Transferring Character Knowledge between models.

Introduction

In my effort to train a model with a large number of characters (LHC), I realized that a lot of people would be interested in the new character knowledge, but already had specific models they really liked in terms of usage or aesthetics and didn't want to lose that just to have a few more characters to play around with.

Luckily, it is possible to transfer trained knowledge between models (with some caveats).

What exactly are we trying to do?

The short is, we are trying to transplant training progress between different models.

More specificically:

If we have two models "A" and "B", and we train a specific "concept_a" onto Model "A", resulting in Model "A+concept_a", we want to transfer "concept_a" onto Model "B" in such a way that the resulting model would hopefully be similar to what a Model "B+concept_a" would be, where we instead trained "concept_a" onto Model "B" in the first place.

An example of this is https://civitai.com/models/1028575, for which the cover image of this article shows the approximate "family tree" of the models.

How can you do this?

The process itself is rather simple, and no more difficult than creating a regular modelmix. However instead of just doing a normal merge, where we take a kind of "average" of the model weights, we instead need to take the difference between the model with the concept we want, and its base model, and add that difference to a different model.

In the attachments of this article, you can find a ComfyUI workflow that does exactly this.

Disclaimer: The workflow requires the custom mecha-nodes bundle.

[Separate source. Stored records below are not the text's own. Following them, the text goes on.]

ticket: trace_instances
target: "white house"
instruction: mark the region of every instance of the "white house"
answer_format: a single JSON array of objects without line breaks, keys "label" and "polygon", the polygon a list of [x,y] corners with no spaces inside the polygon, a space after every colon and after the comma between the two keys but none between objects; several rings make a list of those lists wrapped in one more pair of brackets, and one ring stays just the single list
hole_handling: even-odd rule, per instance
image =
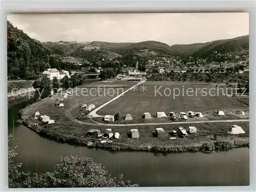
[{"label": "white house", "polygon": [[162,68],[159,69],[159,74],[163,74],[164,73],[164,69]]},{"label": "white house", "polygon": [[135,69],[133,71],[129,70],[128,71],[128,75],[131,76],[145,76],[146,75],[146,72],[140,72]]}]

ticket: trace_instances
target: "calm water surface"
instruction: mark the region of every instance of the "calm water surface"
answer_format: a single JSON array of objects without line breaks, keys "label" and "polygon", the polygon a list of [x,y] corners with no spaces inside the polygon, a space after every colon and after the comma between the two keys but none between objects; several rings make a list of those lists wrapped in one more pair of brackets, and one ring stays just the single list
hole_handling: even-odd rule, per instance
[{"label": "calm water surface", "polygon": [[[35,99],[23,99],[15,104],[18,110]],[[18,102],[17,102],[18,103]],[[12,105],[9,102],[9,105]],[[8,109],[8,132],[12,132],[12,107]],[[14,127],[15,143],[20,142],[15,161],[23,163],[23,171],[38,173],[53,171],[60,155],[92,157],[115,176],[122,173],[125,178],[140,186],[247,185],[249,182],[249,149],[227,152],[154,154],[147,152],[113,153],[67,144],[41,137],[23,125]],[[36,162],[37,163],[36,163]]]}]

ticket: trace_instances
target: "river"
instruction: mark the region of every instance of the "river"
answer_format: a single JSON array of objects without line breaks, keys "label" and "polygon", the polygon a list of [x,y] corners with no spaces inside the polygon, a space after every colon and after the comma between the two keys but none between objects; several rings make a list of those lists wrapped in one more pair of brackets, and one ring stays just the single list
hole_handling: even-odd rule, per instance
[{"label": "river", "polygon": [[[34,102],[20,99],[8,106],[8,132],[12,133],[13,117],[18,110]],[[13,114],[12,111],[14,111]],[[41,137],[23,125],[14,126],[14,141],[19,142],[15,161],[23,163],[23,171],[38,173],[52,172],[60,155],[92,157],[115,176],[122,173],[132,183],[140,186],[239,186],[249,183],[249,149],[204,154],[157,154],[148,152],[110,152],[75,147]]]}]

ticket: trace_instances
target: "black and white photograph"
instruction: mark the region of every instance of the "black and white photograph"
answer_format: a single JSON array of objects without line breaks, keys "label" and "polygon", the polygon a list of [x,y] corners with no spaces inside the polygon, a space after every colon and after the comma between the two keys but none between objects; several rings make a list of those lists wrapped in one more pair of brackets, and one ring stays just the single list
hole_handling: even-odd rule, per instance
[{"label": "black and white photograph", "polygon": [[9,188],[249,185],[249,13],[7,26]]}]

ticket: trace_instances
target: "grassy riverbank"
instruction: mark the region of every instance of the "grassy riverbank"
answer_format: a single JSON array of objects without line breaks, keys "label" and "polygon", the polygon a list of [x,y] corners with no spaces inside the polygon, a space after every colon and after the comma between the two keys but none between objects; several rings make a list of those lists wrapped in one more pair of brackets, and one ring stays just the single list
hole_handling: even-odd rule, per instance
[{"label": "grassy riverbank", "polygon": [[[40,126],[35,127],[34,121],[23,119],[23,123],[31,130],[39,135],[55,140],[58,142],[76,146],[86,146],[89,142],[94,143],[91,147],[103,149],[111,151],[151,151],[154,152],[184,152],[188,151],[202,151],[210,152],[215,150],[228,150],[233,148],[249,147],[249,123],[248,122],[237,123],[246,132],[245,134],[239,136],[229,135],[226,132],[231,123],[205,123],[199,124],[196,127],[200,130],[199,135],[188,135],[185,138],[176,138],[170,140],[167,136],[164,138],[153,137],[152,132],[157,127],[156,126],[121,127],[104,127],[87,126],[86,128],[77,126],[75,123],[66,125],[62,127],[44,128]],[[194,125],[187,124],[187,126]],[[166,133],[175,129],[177,125],[161,126]],[[120,134],[119,139],[112,139],[113,142],[101,143],[97,139],[84,137],[85,133],[91,128],[97,128],[101,132],[105,129],[111,128],[114,132]],[[224,129],[223,129],[224,128]],[[140,132],[140,138],[132,139],[127,136],[131,129],[137,128]],[[217,134],[217,139],[214,139],[214,134]]]},{"label": "grassy riverbank", "polygon": [[[117,81],[115,82],[115,84],[117,83],[118,83]],[[125,82],[123,83],[124,83]],[[108,92],[108,88],[106,88],[106,92]],[[76,121],[79,111],[78,108],[79,103],[86,103],[88,105],[93,104],[97,107],[115,97],[115,95],[110,96],[102,94],[103,90],[99,92],[101,94],[101,96],[99,97],[96,94],[98,90],[94,91],[93,94],[86,97],[77,95],[68,97],[63,101],[64,107],[61,107],[53,106],[56,102],[55,98],[53,98],[53,99],[50,98],[45,98],[22,110],[23,122],[30,129],[42,136],[47,137],[59,142],[77,146],[80,145],[87,146],[91,141],[93,142],[92,147],[110,151],[159,152],[211,152],[215,149],[226,150],[235,147],[249,147],[249,122],[196,124],[193,123],[193,121],[191,122],[189,121],[189,123],[186,122],[187,124],[185,124],[184,122],[181,122],[180,123],[179,122],[178,124],[118,126],[115,124],[94,125],[92,124],[94,123],[91,119],[84,118],[81,120],[84,122],[79,123]],[[44,128],[40,126],[34,127],[33,125],[35,123],[40,123],[38,120],[34,120],[31,118],[33,114],[37,111],[40,112],[40,115],[49,115],[51,119],[54,119],[55,122],[55,127],[50,128]],[[248,115],[247,113],[248,112],[247,112],[246,115]],[[210,118],[209,116],[207,116],[207,118],[208,119]],[[211,119],[215,119],[216,118]],[[235,118],[234,116],[233,118]],[[89,123],[91,124],[88,124]],[[227,132],[230,129],[231,125],[233,124],[241,126],[246,133],[237,135],[228,134]],[[169,133],[172,130],[177,130],[179,126],[183,126],[186,130],[189,126],[195,126],[199,131],[199,134],[196,135],[189,134],[188,136],[185,138],[176,137],[174,140],[170,139],[169,137],[171,136]],[[153,136],[152,133],[155,132],[155,129],[158,127],[161,127],[165,131],[167,134],[165,138]],[[95,138],[81,137],[81,136],[84,135],[91,129],[99,129],[102,133],[107,128],[111,129],[113,132],[119,132],[120,135],[119,139],[112,139],[113,142],[111,143],[102,143]],[[137,129],[139,130],[140,134],[139,139],[134,139],[129,137],[127,133],[132,129]],[[217,139],[214,139],[215,135],[217,136]]]}]

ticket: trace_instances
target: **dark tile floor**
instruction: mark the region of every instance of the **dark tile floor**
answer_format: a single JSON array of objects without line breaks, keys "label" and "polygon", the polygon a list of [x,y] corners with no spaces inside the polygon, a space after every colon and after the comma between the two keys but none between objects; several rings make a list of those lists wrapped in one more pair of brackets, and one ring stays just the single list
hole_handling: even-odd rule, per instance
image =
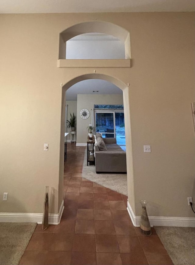
[{"label": "dark tile floor", "polygon": [[84,151],[68,144],[60,223],[37,225],[20,265],[172,264],[154,229],[133,226],[126,196],[81,177]]}]

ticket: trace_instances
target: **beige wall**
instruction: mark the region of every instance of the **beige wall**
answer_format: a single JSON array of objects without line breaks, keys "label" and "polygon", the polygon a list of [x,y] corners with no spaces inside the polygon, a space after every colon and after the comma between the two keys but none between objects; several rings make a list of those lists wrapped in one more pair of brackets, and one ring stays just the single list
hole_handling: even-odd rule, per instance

Quick tutorial on the workflow:

Step 1:

Select your old and new "bases" as well as the model that has been trained on the old base model with the concepts you want to transfer.

Step 2:

In a lot of cases you will also want to make sure the final model uses a specific CLIP and VAE, for which you will need to specify the source(s) near the end of the workflow and load them seperately

For example to use the clip and vae of LHC, you will want to load the lhc checkpoint and connect its clip and vae with those of the save checkpoint node.

Step 3:

Start the workflow. This will take a bit of time, but eventually, you will have a file called something along the lines of "perpendicular_component_merge.safetensors" in the output folder of your comfyui installation.

Conclusion

So, does this mean that we can replace finetuning multiple models on the same dataset? Sadly, no. While this method is better than regular merging or Lora extraction in transferring knowledge, it is still not comparable to finetuning the other model. Since the two bases are different from each other, just transferring the changes incurred during training will not end up in the same place. In general, the more degrees of seperation there are between the bases, the worse the result will be. It can of course happen that the two bases are coincidentally somewhat similar, resulting in a better model, but this can not be predicted usually. In my experience though, as long as one model is very close to a direct ancestor of the other model, the result will still be useful (see for example the iterComp merges, which uses the Itercomp model trained on top of the base SDXL)

Afterword

Hopefully you will find this article helpful, or at least interesting, and if you have any questions, or suggestions on things I could be clearer on/need to include, I'm always happy to get feedback.